米国・イスラエルによるイラン攻撃に端を発した軍事衝突が長期化した場合、中国や日本を中心とするアジアの自動車業界が甚大な影響を受けるとの懸念が広がっている。特に中東市場で高い占有率を持つトヨタ自動車をはじめとするメーカー各社は、物流の混乱や需要減退への対応を迫られている。
中国メーカーに最大の被害予測
市場調査機関バーンスタイン・リサーチの分析によると、イランでの紛争とホルムズ海峡の封鎖が長期化すれば、アジアの自動車メーカーは深刻な打撃を受ける見通しだ。なかでも中国メーカーの被害が最大になると予測されている。イランは中東最大の自動車市場であり、昨年の中東全体の販売台数の約38%を占めた。

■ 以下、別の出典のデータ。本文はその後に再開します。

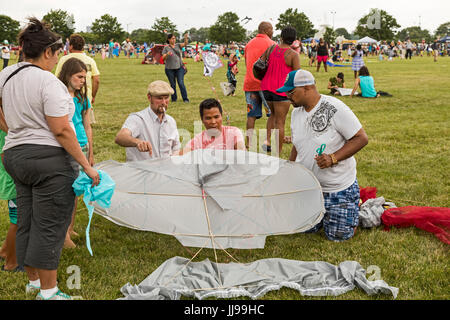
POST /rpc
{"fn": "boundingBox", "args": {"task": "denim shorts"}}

現在のイラン市場は、欧米の制裁により主要な西側ブランドが撤退しており、中国企業が事実上の主要外資ブランドとして市場を独占している。統計によれば、昨年の中国の自動車輸出量のうち約17%(約50万台)が中東向けであり、イラン市場の混乱は中国企業の輸出戦略に直撃する形となる。
日本メーカーにも波及するリスク
事態が長期化すれば、中国勢のみならず日本メーカーへの影響も避けられない。トヨタはサウジアラビア、クウェート、イスラエル、アラブ首長国連邦(UAE)などの主要国において、今月初時点で約17%という極めて高い市場シェアを維持している。

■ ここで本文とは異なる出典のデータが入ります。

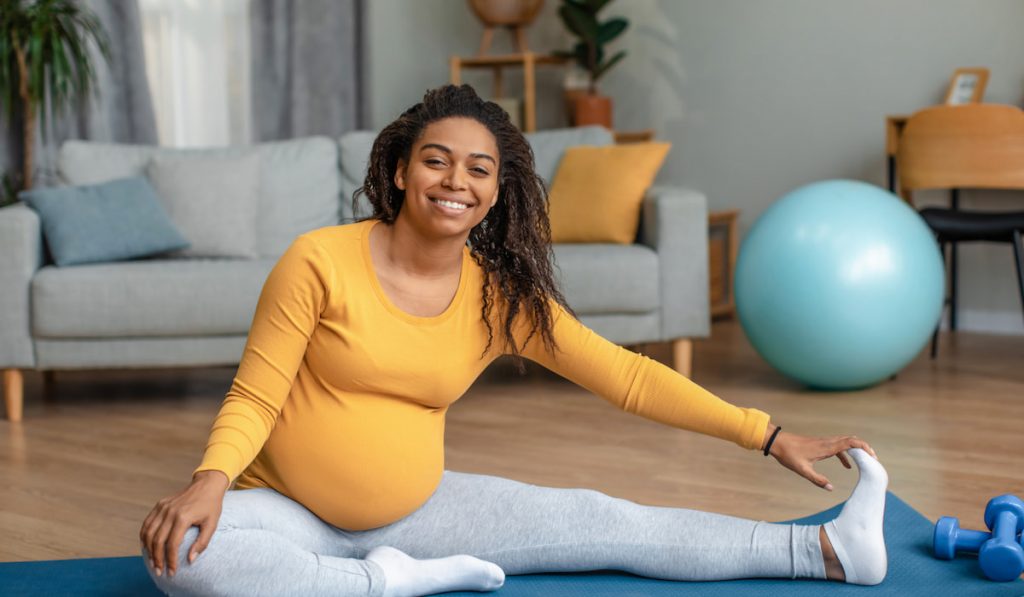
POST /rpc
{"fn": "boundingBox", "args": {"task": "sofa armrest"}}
[0,203,43,367]
[637,185,710,340]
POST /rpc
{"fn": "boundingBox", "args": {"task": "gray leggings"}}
[143,470,827,596]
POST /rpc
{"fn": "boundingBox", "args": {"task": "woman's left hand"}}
[763,424,877,490]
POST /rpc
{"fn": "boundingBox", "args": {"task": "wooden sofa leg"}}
[4,369,24,422]
[672,338,693,378]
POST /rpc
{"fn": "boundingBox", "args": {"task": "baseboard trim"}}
[942,309,1024,336]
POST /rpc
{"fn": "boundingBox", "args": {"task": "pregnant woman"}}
[140,84,887,597]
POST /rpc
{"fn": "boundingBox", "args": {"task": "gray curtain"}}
[1,0,157,187]
[249,0,366,142]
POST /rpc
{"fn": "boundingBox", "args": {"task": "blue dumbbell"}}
[933,516,991,559]
[978,495,1024,582]
[934,495,1024,582]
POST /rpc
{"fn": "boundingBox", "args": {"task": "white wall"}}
[366,0,1024,334]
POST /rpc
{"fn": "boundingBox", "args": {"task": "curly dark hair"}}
[354,84,576,373]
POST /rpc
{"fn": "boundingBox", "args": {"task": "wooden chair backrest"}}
[896,104,1024,203]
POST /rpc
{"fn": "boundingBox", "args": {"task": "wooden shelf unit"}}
[449,52,568,132]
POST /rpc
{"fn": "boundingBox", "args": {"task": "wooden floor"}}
[1,319,1022,562]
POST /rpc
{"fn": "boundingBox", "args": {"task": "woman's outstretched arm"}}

軍事衝突により当該地域への物流が制限されるほか、ホルムズ海峡の封鎖に伴う原油価格の高騰が重なれば、主力である内燃機関車の販売に直接的な打撃となる。バーンスタインは「最大のリスクは、燃料価格の上昇が世界経済の信頼を損ない、湾岸地域を超えて世界的な自動車需要の崩壊を招くことだ」と警告している。
トヨタ、先制的な減産対応
こうした懸念を受け、トヨタはすでに先制的な対応に乗り出した。中東向けの物流混乱に備え、3月から4月にかけて生産量を約4万台削減する計画を部品サプライヤーへ通知した。対象には、同地域で人気の高い「ランドクルーザー」などのSUVやセダン、商用バンが含まれる見通しだ。
アジアの自動車各社にとって、中東は成長を牽引する重要な市場であったが、地政学リスクの顕在化により、供給網の再編や販売計画の抜本的な見直しが避けられない局面を迎えている。